CURLF gets good grades and operates in two segments
Seeking Alpha’s Quant Rating for CURLF shares is currently a hold.
Factor grades have improved, but revisions remain problematic, likely a function of cash burn. The company gets its highest grade in growth.
In Q1 2022, the company reported in-line EPS normalized actual of a 2.0 cents per share loss but beat EPS GAAP actual by one penny. Revenue was $313.07 million, which was $2.64 million below consensus estimates.
The market had expected CURL to earn one cent in Normalized EPS and lose three cents per share in GAAP EPS in Q2, with the consensus for revenues at the $335.30 million level. The number came in at $337.553 million. While the net loss per share was four cents, CURLF increased Q2 revenue by 8%, Q2 adjusted EBITDA of $86 million was an 18% increase sequentially and a 2% year-on-year rise, and the company generated $12 million of positive operating cash flow for the first half of 2022. Like all businesses, inflation impacted results as “SG&A expenditures due to increased headcount in support of new store openings, higher levels of expenses related to research and development activities, as well as higher sales and marketing spend, and an increase in professional fees.“
The data is not stunningly bullish, but the prospects for legalization make the stock a buy at the $5.65 per share level on Aug. 8.

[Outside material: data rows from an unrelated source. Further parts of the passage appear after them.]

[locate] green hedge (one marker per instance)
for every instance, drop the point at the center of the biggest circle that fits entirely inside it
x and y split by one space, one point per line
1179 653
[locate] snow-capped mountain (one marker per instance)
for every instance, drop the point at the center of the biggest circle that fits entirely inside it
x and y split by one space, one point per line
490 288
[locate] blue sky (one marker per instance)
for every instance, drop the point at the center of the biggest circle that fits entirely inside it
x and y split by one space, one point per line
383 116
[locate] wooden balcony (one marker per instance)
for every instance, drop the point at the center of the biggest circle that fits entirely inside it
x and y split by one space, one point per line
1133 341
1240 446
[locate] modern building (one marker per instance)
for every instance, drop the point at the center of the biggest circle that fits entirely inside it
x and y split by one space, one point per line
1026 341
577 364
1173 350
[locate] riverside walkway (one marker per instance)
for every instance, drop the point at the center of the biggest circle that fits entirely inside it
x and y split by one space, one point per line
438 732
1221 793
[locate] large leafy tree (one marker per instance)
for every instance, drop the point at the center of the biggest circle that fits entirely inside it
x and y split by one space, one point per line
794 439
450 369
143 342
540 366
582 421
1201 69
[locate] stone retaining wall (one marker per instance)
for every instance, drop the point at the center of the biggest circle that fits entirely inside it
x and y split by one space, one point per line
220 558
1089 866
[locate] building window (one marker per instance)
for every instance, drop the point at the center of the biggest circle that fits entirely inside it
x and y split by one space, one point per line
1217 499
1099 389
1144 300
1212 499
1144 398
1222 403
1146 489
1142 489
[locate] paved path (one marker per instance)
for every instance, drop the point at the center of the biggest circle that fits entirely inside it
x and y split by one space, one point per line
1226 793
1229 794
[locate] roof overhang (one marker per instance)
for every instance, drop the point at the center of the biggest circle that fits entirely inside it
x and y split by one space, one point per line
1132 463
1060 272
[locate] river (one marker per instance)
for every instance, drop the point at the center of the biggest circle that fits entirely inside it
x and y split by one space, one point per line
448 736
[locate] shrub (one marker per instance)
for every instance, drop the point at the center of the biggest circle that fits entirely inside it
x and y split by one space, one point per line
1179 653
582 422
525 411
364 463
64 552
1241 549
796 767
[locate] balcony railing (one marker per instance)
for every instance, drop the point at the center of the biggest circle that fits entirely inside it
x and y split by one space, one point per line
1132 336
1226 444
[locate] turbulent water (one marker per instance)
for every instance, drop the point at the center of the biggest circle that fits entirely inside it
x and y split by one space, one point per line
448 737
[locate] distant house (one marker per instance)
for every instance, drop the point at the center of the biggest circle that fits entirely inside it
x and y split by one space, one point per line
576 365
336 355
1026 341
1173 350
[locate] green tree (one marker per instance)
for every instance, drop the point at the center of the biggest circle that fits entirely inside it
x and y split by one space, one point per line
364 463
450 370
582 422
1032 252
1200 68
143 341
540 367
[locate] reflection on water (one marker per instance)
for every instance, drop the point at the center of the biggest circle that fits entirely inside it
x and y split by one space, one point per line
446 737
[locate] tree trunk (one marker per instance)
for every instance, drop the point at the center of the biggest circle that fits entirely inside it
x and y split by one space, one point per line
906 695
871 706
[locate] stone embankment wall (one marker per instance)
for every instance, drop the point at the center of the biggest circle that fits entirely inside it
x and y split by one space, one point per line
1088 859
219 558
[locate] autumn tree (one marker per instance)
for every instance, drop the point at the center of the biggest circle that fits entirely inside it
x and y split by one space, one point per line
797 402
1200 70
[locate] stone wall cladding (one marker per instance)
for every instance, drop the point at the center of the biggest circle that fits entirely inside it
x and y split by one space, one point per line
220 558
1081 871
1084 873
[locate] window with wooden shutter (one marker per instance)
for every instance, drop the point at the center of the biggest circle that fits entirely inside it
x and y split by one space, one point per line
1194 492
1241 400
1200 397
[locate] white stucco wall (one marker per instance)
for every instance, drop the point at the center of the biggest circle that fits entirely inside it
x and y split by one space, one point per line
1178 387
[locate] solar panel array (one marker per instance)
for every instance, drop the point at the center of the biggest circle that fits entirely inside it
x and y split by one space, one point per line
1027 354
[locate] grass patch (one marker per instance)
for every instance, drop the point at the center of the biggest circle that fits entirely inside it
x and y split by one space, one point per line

Curaleaf operates in two segments, cannabis and non-cannabis. The cannabis segment produces and sells pot through retail and wholesale channels. The non-cannabis segment provides professional services, including cultivation, processing, retail consulting, back-office administration, IP licensing, real estate leasing, and lending facilities to medical and adult-use cannabis licenses under management service agreements.

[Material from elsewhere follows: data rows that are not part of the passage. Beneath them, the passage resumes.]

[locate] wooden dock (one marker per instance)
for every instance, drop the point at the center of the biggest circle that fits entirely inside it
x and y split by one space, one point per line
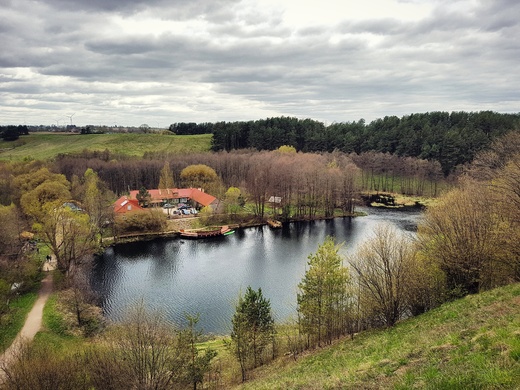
274 223
205 233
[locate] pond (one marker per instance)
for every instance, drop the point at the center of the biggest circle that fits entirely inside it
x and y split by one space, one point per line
180 276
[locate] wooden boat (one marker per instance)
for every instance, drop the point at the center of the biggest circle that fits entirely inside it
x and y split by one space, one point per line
274 223
224 230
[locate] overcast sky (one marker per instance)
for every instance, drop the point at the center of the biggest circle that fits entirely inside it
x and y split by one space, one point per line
131 62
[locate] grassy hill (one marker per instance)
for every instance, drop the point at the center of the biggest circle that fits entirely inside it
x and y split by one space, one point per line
472 343
46 146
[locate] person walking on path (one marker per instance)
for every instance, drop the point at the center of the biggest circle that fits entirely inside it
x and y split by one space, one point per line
33 321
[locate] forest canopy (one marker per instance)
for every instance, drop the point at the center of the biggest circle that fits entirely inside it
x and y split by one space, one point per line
451 139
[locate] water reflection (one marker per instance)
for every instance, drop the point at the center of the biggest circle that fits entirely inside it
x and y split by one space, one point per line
205 276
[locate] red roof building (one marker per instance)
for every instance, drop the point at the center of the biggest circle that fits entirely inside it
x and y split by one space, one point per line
125 205
159 197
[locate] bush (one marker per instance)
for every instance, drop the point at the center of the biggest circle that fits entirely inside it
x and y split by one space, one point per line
139 221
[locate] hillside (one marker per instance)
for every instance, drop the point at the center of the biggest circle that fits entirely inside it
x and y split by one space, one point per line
46 146
472 343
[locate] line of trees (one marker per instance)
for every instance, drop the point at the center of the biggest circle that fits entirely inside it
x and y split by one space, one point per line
451 139
12 132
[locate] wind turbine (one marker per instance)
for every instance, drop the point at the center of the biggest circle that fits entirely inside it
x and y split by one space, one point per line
70 117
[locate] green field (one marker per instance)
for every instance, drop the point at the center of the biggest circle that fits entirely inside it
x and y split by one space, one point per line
472 343
46 146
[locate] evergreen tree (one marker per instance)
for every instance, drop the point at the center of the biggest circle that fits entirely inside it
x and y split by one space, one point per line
143 197
324 299
253 329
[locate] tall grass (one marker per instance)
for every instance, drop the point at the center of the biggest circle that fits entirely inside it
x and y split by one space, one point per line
473 343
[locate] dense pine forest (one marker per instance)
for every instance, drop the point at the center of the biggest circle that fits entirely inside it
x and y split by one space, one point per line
451 139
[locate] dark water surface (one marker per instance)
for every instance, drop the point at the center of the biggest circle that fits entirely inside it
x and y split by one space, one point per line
180 276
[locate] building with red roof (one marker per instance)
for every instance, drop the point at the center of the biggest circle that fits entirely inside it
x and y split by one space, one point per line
125 205
159 197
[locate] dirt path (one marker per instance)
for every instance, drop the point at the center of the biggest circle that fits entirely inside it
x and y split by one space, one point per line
33 321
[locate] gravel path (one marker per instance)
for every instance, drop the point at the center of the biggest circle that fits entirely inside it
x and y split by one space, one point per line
33 321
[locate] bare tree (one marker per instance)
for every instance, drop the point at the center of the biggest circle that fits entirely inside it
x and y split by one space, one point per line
381 268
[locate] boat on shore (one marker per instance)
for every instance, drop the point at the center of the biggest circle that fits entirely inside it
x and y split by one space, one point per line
274 223
221 231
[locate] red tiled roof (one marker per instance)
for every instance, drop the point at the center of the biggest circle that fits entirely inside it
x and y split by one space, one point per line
125 205
176 193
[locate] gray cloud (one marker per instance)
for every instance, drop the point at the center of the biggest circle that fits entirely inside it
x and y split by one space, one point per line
135 62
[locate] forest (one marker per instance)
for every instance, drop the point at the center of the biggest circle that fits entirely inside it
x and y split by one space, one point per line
451 139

As of June 16, 2022, CURLF operated 134 dispensaries and 26 cultivation sites in twenty-two US states. Further growth of the cannabis sector depends on US federal legalization. The non-cannabis sector could turbo-charge revenues and growth in the coming quarters, given the company’s know-how in marijuana services. Moreover, CURLF’s inexpensive market cap and leadership position make the company an attractive takeover candidate that could provide accretive returns for an acquirer.

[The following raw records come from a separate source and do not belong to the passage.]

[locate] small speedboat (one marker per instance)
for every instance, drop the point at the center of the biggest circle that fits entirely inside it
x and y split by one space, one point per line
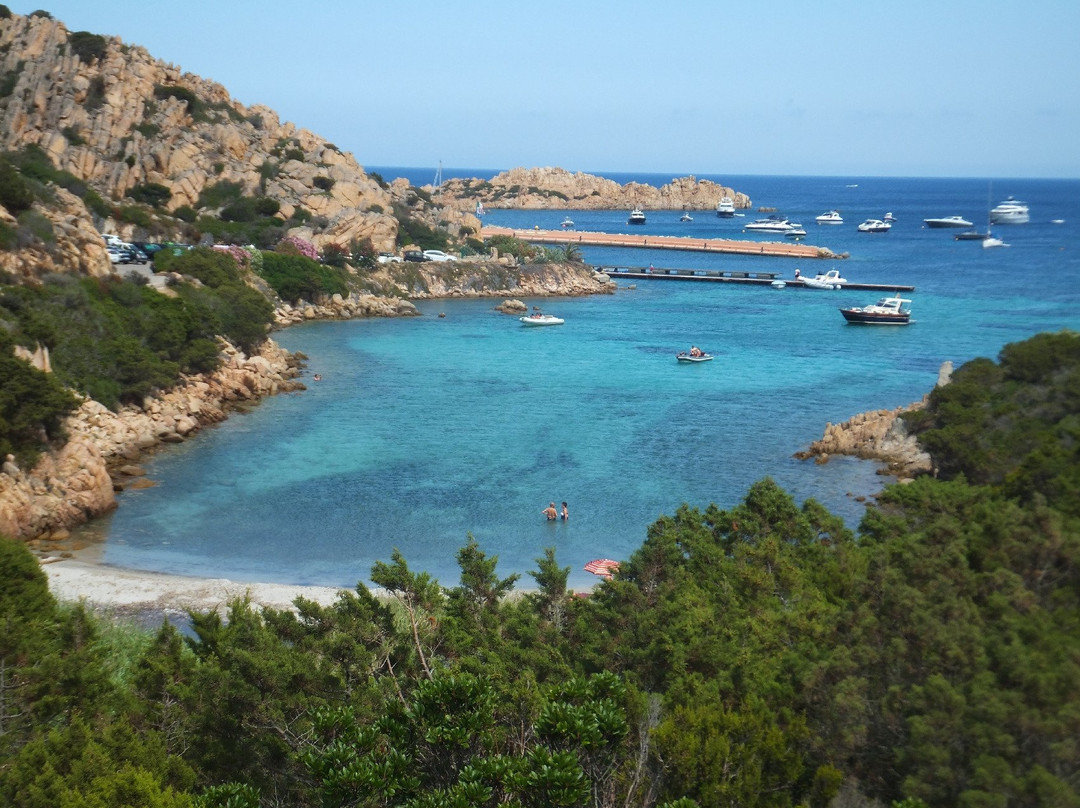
541 320
829 280
687 357
886 311
947 221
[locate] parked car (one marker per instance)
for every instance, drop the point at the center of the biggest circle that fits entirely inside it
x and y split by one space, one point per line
437 255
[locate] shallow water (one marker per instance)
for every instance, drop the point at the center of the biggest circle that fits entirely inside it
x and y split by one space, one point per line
424 430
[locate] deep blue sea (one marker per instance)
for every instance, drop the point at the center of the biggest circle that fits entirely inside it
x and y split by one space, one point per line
426 430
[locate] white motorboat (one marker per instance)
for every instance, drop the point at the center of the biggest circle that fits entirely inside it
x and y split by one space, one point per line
538 319
773 224
886 311
829 280
726 207
1010 212
947 221
687 357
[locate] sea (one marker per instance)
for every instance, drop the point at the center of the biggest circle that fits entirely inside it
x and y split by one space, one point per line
424 431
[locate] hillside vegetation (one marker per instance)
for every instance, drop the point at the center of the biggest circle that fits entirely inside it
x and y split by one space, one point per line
758 656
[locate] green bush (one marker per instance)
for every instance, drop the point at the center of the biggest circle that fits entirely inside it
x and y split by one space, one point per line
295 278
150 193
220 193
88 46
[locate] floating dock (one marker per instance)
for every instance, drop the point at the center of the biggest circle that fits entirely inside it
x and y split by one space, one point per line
724 275
729 246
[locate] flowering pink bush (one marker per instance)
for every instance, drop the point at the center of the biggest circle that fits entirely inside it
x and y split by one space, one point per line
295 245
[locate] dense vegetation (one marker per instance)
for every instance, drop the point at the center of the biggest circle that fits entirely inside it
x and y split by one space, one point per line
758 656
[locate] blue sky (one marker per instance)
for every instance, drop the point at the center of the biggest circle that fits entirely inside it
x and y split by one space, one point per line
896 88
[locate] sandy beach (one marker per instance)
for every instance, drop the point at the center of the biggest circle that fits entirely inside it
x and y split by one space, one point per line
133 591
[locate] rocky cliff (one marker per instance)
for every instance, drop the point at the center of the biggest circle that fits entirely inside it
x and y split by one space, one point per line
557 188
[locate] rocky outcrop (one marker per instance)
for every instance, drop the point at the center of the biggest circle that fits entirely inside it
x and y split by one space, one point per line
122 118
557 188
73 484
881 435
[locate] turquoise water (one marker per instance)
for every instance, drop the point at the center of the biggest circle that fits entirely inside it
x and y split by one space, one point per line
424 430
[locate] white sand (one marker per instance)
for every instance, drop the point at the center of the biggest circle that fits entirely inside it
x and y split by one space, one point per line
130 590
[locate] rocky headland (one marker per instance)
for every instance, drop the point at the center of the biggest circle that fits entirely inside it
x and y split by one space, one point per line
880 435
557 188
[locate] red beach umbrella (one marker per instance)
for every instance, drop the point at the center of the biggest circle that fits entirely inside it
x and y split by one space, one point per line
603 567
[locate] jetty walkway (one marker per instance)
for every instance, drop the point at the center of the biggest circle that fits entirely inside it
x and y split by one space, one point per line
724 275
729 246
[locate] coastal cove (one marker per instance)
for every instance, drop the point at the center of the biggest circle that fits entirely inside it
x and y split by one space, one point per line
427 429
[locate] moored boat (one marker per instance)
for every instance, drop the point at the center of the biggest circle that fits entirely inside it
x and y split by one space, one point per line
1010 212
726 207
886 311
538 319
947 221
829 280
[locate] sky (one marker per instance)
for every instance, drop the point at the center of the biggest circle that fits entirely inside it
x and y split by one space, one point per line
900 88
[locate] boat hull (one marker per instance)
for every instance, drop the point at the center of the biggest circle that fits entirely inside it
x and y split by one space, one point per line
858 317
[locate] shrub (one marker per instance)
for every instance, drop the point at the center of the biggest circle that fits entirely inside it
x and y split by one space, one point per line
220 193
73 136
151 193
15 194
88 46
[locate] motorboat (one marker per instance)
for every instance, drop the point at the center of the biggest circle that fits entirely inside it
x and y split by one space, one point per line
773 224
1010 212
886 311
539 319
829 280
947 221
687 357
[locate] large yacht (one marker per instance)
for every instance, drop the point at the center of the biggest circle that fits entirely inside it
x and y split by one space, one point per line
1010 212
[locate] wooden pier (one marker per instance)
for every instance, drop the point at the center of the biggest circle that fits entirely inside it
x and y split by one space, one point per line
728 246
724 275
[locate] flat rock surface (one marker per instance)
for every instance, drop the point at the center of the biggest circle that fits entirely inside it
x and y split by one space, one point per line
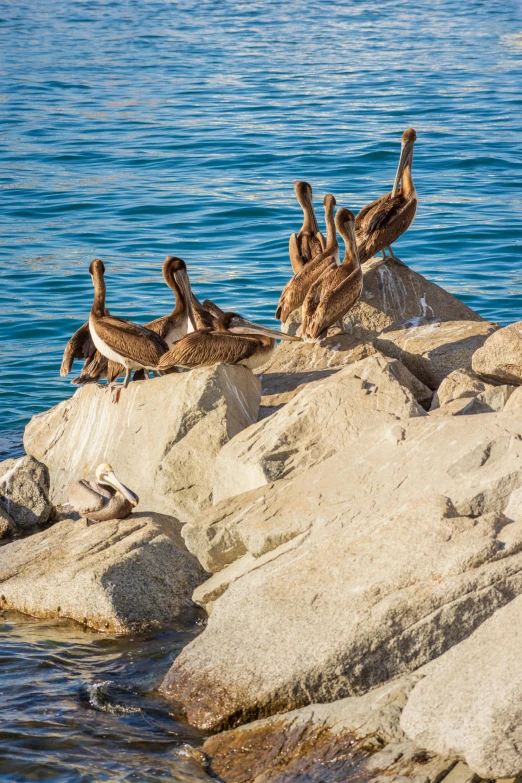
120 576
500 358
469 704
319 421
161 438
393 291
432 349
408 551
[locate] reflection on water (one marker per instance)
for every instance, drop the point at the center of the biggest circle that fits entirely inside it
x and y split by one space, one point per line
80 706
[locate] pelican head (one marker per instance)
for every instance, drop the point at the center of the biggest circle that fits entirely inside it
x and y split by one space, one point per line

The cream of the crop – The top of the bud with risk as tobacco companies wait in the wings to vacuum up the scraps
CURLF is an attractive company in a suffering industry waiting for the US federal government to legalize its products. The prospects for new tax revenue flows via legalization could open a floodgate of earnings for the marijuana industry, with the leading companies capturing the lion’s share. It also could attract new well-capitalized companies looking to buy into the sector through aggressive acquisition.
Tobacco companies are the leading candidates for M&A activity.
The chart highlights two of the leading three tobacco companies, Philip Morris (PM) and Altria (MO), with a combined market cap of $231.26 billion or just over 50% of the top 16 publicly-traded tobacco and cigarette companies. Meanwhile, six of the top 16 are US companies, but the other four have market caps below $1.3 billion, lower than CURLF. PM and MO are candidates to make aggressive acquisitions in the cannabis sector upon Federal legalization, and CURLF is a leading target.
Pot investors have been patient and have persevered since the stocks had made lower highs and lower lows since early 2021 when the hopes for prompt legalization went up in smoke. The waiting has been the hardest part, but it could be worthwhile if Washington DC decides the tax receipts are too hard to ignore.